The Ollama CLI (ollama run qwen3.5:9b < file.txt) produces terminal output with ANSI escape codes and a loading spinner. When this output is captured by Claude Code's bash tool, the result contains hundreds of lines of control characters that need to be stripped before the content is usable. The helper script avoids this entirely by talking directly to the Ollama REST API at http://localhost:11434/api/generate.

The script also prepends /no_think to the prompt, which tells Qwen3.5:9b to skip its internal reasoning step and produce output directly. This saves time and keeps the output clean.

Usage:

~/.local/share/uv/tools/zotero-mcp-server/bin/python3 .claude/ollama-generate.py \
  --input  inbox/source.txt \
  --output literature/note.md \
  --prompt "Write a literature note in the same language as the source text..."
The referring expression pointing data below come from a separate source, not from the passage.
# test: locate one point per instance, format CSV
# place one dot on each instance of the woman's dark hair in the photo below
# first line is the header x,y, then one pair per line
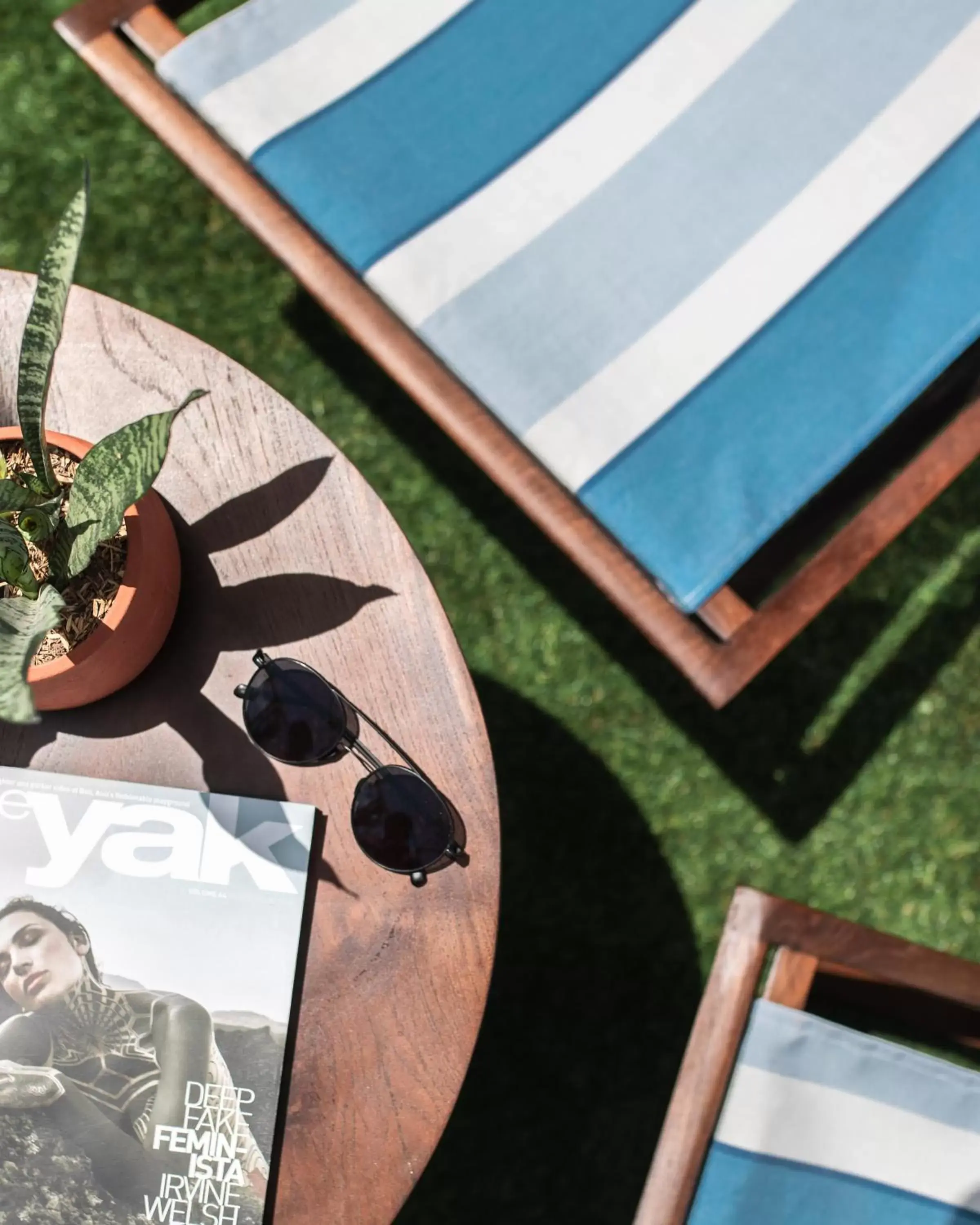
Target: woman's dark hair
x,y
62,919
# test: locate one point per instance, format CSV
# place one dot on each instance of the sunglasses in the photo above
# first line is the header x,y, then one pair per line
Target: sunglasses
x,y
400,820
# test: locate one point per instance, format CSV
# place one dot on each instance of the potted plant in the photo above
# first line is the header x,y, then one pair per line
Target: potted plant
x,y
65,508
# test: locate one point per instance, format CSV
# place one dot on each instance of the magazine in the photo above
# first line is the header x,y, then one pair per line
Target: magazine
x,y
149,942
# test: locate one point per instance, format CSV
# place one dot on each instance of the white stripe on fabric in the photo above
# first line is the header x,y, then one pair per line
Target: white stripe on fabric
x,y
479,234
596,423
316,70
802,1121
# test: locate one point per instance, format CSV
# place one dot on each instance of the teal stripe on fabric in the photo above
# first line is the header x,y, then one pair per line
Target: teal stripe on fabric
x,y
389,158
699,493
799,1045
231,46
746,1189
559,312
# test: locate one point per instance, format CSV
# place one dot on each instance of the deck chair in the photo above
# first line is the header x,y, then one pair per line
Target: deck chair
x,y
662,267
783,1118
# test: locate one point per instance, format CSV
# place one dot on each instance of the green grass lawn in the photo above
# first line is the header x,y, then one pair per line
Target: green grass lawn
x,y
844,777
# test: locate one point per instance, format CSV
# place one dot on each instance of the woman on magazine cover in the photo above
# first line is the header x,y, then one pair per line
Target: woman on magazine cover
x,y
112,1065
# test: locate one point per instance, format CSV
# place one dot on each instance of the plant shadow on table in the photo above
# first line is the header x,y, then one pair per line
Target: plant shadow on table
x,y
595,990
776,740
266,612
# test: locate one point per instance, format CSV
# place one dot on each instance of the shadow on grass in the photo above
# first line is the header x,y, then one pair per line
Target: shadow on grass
x,y
759,739
593,995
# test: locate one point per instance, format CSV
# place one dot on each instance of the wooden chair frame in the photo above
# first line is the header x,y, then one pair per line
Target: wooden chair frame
x,y
735,641
906,982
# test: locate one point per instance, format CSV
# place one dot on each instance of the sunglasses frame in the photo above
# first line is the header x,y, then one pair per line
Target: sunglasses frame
x,y
350,743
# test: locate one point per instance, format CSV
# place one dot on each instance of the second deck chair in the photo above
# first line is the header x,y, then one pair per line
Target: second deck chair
x,y
782,1118
663,267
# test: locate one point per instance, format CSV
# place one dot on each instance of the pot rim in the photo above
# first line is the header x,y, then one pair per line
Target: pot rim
x,y
131,574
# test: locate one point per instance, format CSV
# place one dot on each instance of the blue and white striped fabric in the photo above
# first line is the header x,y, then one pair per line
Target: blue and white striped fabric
x,y
826,1125
696,254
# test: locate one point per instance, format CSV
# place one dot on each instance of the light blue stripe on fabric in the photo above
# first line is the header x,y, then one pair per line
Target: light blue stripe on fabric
x,y
800,1045
383,162
242,40
745,1189
700,492
538,327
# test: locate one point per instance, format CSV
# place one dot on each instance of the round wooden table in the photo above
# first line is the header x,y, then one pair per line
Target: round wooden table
x,y
286,547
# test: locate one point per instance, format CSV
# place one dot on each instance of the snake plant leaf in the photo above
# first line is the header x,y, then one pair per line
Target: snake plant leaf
x,y
24,625
43,331
114,474
38,523
16,498
15,561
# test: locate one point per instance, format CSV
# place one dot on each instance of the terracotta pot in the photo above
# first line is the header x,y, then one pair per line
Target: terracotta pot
x,y
134,629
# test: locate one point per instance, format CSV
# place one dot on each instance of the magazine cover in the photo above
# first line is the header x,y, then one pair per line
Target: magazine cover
x,y
149,941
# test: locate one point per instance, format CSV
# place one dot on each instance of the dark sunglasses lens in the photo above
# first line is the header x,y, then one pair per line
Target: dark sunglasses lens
x,y
400,821
293,715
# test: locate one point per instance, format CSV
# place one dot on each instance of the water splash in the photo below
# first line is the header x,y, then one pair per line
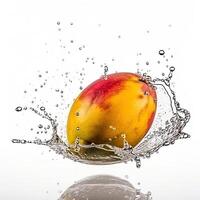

The script prints only status lines (Input: ..., Model: ..., Written: ...) — never the source content or the generated text. This ensures source content does not appear in Claude Code's context.

Test whether Ollama is reachable:

echo "Test" > /tmp/test.txt
~/.local/share/uv/tools/zotero-mcp-server/bin/python3 .claude/ollama-generate.py \
  --input /tmp/test.txt \
  --output /tmp/test-out.txt \
  --prompt "Say only: works."
cat /tmp/test-out.txt

If this returns a short response, Ollama and the helper script are ready for use.

Default rule in CLAUDE.md

The CLAUDE.md in your vault already contains the privacy rule and points to ollama-generate.py as the standard tool — no further configuration is needed per task.